Eddie’s dad was a fiddle player, like his grand dad and great-grand dad were, but he was highly sought after to play backup guitar by the local fiddle players (very much like our own Troy Herdman right here in Columbus, Ohio.) When Eddie was 9 he got an old busted up Harmony F hole guitar that a neighbor gave him. He was so excited that he ran all the way home with it, and his daddy repaired it, and bought him a set of black diamond strings, and a big 3 corner straight pick with a round cork holder on the backside of it. He recalls it might have been real tortoise shell.

He then learned some chords, and soon learned to play rhythm for his daddy. When he was 11 he got to take some guitar lessons from a fellow named Don Grace that was a very fine Chet picker. He learned out of the Mel Bay books, but he did get a thumb pick and start wearing it, even though he was using it straight pick style for a long time afterward.

When asked about his thumb picking influences, Pennington responded: "I didn't really hear Merle pick until the Atkins-Travis Travelin show album came out. I had bought a 8 track tape of that a week or so before I met a fellow that told me that Mose Rager was alive and that I could go see him (Eddie was 18), and when I did and heard what he did with the guitar I was instantly struck and then started searching Merle out. Only thing back then there was not much to get on Merle. I borrowed a Strickly Guitar album from the guy that told me about Mose, and had 1 of the 8 track tapes of the 2 set Will the Circle Be Unbroken. I also found a copy of Our Man From KY, but the recording quality of it was not good, and I was not crazy about those horns and accordion back then that I didn't listen to that one much. In 1975 they re-released The Merle Travis Guitar, and I wore that sucker out. But the day I met Mose and heard that big full sound I knew that I had to try to learn to play that way, and I'm still trying today.
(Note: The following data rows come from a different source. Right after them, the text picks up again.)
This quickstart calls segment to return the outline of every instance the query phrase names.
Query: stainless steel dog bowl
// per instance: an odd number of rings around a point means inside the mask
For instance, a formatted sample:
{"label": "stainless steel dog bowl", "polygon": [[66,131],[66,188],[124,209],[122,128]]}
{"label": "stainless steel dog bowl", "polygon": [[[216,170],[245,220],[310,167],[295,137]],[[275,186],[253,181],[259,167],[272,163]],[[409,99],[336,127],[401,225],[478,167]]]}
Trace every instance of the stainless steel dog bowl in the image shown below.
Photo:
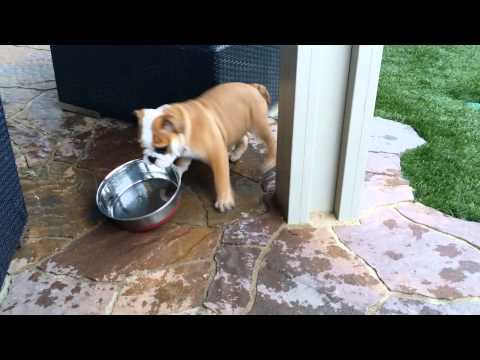
{"label": "stainless steel dog bowl", "polygon": [[97,190],[97,207],[126,230],[149,231],[173,217],[180,204],[180,186],[175,166],[161,169],[133,160],[102,181]]}

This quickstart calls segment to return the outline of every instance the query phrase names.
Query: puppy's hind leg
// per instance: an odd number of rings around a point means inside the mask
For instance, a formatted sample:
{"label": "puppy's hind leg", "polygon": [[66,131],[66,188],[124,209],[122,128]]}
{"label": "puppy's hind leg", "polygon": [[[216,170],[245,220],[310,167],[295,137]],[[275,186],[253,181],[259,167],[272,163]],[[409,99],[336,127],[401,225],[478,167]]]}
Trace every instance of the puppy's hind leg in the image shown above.
{"label": "puppy's hind leg", "polygon": [[242,137],[242,140],[235,145],[235,149],[232,151],[230,154],[230,161],[231,162],[236,162],[240,160],[243,154],[245,154],[245,151],[248,149],[248,136],[245,135]]}

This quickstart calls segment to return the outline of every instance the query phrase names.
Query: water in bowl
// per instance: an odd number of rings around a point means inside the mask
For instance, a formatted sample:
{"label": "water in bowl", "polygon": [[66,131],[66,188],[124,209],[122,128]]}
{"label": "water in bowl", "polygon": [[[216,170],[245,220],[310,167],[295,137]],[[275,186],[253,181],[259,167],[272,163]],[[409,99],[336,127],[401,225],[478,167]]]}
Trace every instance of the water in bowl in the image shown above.
{"label": "water in bowl", "polygon": [[112,215],[125,220],[151,214],[165,205],[176,190],[176,185],[165,179],[137,183],[118,197],[113,204]]}

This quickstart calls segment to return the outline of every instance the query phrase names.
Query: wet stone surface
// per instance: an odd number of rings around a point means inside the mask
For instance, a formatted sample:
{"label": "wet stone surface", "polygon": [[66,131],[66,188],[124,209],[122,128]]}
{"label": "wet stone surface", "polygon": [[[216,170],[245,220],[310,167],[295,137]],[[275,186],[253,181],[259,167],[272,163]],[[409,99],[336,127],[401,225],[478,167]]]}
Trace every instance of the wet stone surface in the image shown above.
{"label": "wet stone surface", "polygon": [[106,314],[116,290],[112,284],[24,271],[12,277],[8,297],[0,304],[0,315]]}
{"label": "wet stone surface", "polygon": [[66,163],[25,169],[21,185],[29,213],[25,244],[73,239],[101,220],[95,207],[95,178]]}
{"label": "wet stone surface", "polygon": [[244,217],[226,227],[223,243],[266,246],[282,224],[283,219],[274,211],[261,216]]}
{"label": "wet stone surface", "polygon": [[420,203],[399,204],[397,209],[416,223],[462,238],[480,247],[480,223],[456,219]]}
{"label": "wet stone surface", "polygon": [[207,261],[138,273],[126,279],[114,315],[162,315],[202,305],[208,286]]}
{"label": "wet stone surface", "polygon": [[47,45],[0,46],[0,95],[29,212],[0,314],[479,313],[479,224],[412,203],[400,156],[424,141],[408,126],[372,119],[364,212],[339,238],[281,227],[254,136],[230,165],[233,211],[214,209],[212,172],[193,162],[174,219],[132,234],[94,199],[141,157],[136,124],[63,111]]}
{"label": "wet stone surface", "polygon": [[373,118],[369,129],[368,151],[401,154],[425,144],[412,127],[396,121]]}
{"label": "wet stone surface", "polygon": [[392,205],[401,201],[412,201],[413,190],[408,181],[399,176],[367,173],[361,203],[361,211]]}
{"label": "wet stone surface", "polygon": [[243,314],[249,304],[252,276],[261,250],[223,246],[215,255],[217,272],[205,305],[219,314]]}
{"label": "wet stone surface", "polygon": [[377,315],[480,315],[479,300],[433,302],[391,296]]}
{"label": "wet stone surface", "polygon": [[49,259],[42,269],[97,281],[119,281],[135,271],[208,260],[219,238],[217,230],[174,223],[139,234],[105,223]]}
{"label": "wet stone surface", "polygon": [[361,225],[335,232],[392,290],[438,299],[480,295],[480,252],[393,209],[379,209]]}
{"label": "wet stone surface", "polygon": [[250,314],[362,314],[385,294],[330,231],[283,230],[259,273]]}
{"label": "wet stone surface", "polygon": [[194,161],[183,181],[201,199],[207,212],[208,226],[226,225],[242,216],[260,215],[266,211],[260,184],[234,173],[231,174],[231,182],[235,194],[235,208],[225,213],[220,213],[214,207],[213,174],[207,165]]}

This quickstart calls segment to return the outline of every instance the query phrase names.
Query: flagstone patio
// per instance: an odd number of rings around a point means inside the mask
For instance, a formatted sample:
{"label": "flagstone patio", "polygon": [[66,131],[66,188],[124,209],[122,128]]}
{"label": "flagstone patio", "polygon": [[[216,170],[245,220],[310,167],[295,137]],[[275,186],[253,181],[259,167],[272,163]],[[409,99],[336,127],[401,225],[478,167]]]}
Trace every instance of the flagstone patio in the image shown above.
{"label": "flagstone patio", "polygon": [[358,222],[287,227],[253,142],[233,211],[194,164],[175,218],[131,234],[94,195],[140,156],[134,124],[62,111],[48,46],[0,46],[0,95],[29,212],[0,314],[480,314],[480,224],[414,201],[400,155],[424,141],[408,126],[372,119]]}

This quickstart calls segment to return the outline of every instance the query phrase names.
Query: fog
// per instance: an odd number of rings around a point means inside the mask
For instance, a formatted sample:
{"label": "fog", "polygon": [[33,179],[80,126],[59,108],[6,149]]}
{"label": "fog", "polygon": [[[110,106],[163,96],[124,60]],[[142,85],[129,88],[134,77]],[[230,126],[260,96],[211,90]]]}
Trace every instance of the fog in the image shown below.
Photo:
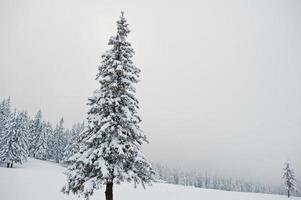
{"label": "fog", "polygon": [[85,119],[121,10],[151,160],[269,183],[290,161],[301,177],[298,0],[1,0],[0,98]]}

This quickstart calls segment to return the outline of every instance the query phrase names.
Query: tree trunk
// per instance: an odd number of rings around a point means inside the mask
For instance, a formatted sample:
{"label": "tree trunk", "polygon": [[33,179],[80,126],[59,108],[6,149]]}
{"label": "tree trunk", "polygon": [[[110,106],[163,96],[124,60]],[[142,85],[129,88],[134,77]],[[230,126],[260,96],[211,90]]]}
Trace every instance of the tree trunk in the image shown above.
{"label": "tree trunk", "polygon": [[106,200],[113,200],[113,183],[107,183],[105,194]]}

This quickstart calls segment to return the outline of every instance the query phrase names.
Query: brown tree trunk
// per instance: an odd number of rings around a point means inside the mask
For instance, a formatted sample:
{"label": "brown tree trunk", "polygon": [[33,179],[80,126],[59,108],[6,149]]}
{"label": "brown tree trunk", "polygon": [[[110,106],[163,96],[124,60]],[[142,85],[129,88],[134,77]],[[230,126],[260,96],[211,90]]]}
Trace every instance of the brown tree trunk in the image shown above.
{"label": "brown tree trunk", "polygon": [[107,183],[105,194],[106,200],[113,200],[113,183]]}

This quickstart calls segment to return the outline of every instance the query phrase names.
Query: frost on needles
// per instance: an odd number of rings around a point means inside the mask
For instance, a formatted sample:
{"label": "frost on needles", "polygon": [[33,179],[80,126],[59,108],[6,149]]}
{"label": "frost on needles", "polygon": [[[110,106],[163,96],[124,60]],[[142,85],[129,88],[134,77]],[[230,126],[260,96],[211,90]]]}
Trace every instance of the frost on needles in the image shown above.
{"label": "frost on needles", "polygon": [[[68,160],[67,184],[63,192],[83,194],[106,185],[110,197],[114,183],[151,183],[154,171],[140,148],[147,142],[140,129],[138,100],[134,84],[140,69],[131,60],[134,50],[126,40],[130,30],[123,12],[117,34],[109,40],[111,49],[102,55],[96,80],[100,87],[89,98],[88,125],[80,136],[80,151]],[[109,195],[109,196],[108,196]]]}

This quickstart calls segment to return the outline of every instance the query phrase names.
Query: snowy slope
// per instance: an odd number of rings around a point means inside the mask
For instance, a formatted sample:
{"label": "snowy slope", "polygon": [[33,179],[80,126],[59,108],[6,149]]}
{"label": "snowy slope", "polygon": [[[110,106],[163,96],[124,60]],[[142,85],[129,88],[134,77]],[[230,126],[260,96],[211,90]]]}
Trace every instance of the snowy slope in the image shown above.
{"label": "snowy slope", "polygon": [[[29,159],[19,168],[0,167],[1,200],[77,200],[73,195],[60,192],[65,182],[64,168],[51,162]],[[154,184],[146,190],[132,184],[114,187],[115,200],[285,200],[280,195],[226,192],[169,184]],[[102,190],[97,191],[92,200],[104,199]],[[291,199],[299,199],[293,197]]]}

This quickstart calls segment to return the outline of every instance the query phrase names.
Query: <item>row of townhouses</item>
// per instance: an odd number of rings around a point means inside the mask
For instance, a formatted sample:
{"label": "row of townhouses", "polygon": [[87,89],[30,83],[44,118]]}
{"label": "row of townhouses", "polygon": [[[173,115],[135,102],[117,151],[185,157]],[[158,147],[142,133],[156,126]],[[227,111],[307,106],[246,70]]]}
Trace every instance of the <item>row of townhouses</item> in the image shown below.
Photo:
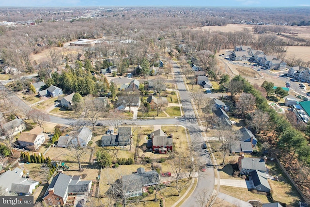
{"label": "row of townhouses", "polygon": [[261,50],[252,49],[250,46],[236,46],[229,58],[236,61],[250,61],[267,69],[285,70],[286,63],[275,55],[267,55]]}

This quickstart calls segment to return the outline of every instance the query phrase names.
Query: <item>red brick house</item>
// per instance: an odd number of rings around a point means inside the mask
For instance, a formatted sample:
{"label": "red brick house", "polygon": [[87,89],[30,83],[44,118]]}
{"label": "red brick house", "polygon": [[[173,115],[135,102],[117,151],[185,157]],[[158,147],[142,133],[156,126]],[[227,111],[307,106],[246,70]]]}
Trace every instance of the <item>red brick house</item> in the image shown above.
{"label": "red brick house", "polygon": [[172,151],[172,134],[168,136],[162,130],[158,129],[151,133],[150,137],[147,146],[149,148],[152,147],[153,152],[166,154]]}

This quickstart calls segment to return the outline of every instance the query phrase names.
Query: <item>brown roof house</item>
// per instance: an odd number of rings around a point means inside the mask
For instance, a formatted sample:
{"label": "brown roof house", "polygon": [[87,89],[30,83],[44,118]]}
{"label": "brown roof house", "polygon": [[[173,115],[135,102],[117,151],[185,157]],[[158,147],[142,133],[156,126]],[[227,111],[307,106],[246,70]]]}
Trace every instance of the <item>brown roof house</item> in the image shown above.
{"label": "brown roof house", "polygon": [[166,154],[172,151],[172,134],[168,136],[161,129],[154,131],[150,135],[150,139],[148,141],[147,147],[151,148],[154,152]]}
{"label": "brown roof house", "polygon": [[29,147],[33,146],[34,149],[37,149],[45,142],[43,129],[36,127],[29,131],[22,132],[17,141],[20,146]]}
{"label": "brown roof house", "polygon": [[69,195],[87,195],[91,180],[81,180],[80,176],[71,176],[60,173],[52,180],[43,196],[48,206],[64,206]]}
{"label": "brown roof house", "polygon": [[150,96],[146,99],[146,101],[150,104],[151,109],[155,110],[157,109],[158,104],[167,106],[168,105],[168,101],[166,97],[158,97],[156,98],[154,96]]}

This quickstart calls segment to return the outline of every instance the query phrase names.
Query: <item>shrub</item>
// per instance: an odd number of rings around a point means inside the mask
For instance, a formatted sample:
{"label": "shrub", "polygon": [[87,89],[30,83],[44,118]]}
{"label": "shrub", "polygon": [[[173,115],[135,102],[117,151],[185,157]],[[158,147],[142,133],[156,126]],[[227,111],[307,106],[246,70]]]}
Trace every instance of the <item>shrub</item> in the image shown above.
{"label": "shrub", "polygon": [[159,160],[158,160],[158,162],[159,163],[165,162],[165,161],[166,161],[166,159],[164,158],[161,158],[161,159],[159,159]]}

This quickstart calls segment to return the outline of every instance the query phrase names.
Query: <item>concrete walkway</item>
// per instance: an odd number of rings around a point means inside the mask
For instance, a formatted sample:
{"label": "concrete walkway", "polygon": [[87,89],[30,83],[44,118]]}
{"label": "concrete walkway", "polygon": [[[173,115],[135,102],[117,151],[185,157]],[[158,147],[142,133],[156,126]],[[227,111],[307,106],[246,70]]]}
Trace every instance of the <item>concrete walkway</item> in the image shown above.
{"label": "concrete walkway", "polygon": [[232,179],[221,179],[220,183],[220,185],[222,186],[248,188],[247,183],[245,179],[235,180]]}
{"label": "concrete walkway", "polygon": [[218,192],[217,197],[239,207],[253,207],[251,204],[242,200]]}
Before that I would try to catch Chet on TV maybe a couple of times a year, saw Tommy Jones on Hee Haw one time and was real limited in the amount of guitar I was around before Mose. I loved Chet stuff, but what that really grabbed me most was when he'd get on that thumb. That's about it I guess. I just after being around Mose, and learning all that Merle had done, and had been from our kind of life and country made him a untouchable hero in my mind."

OFGC Commentary

BOY, ARE WE GLAD HE FOUND MOSE!!!!!!!!!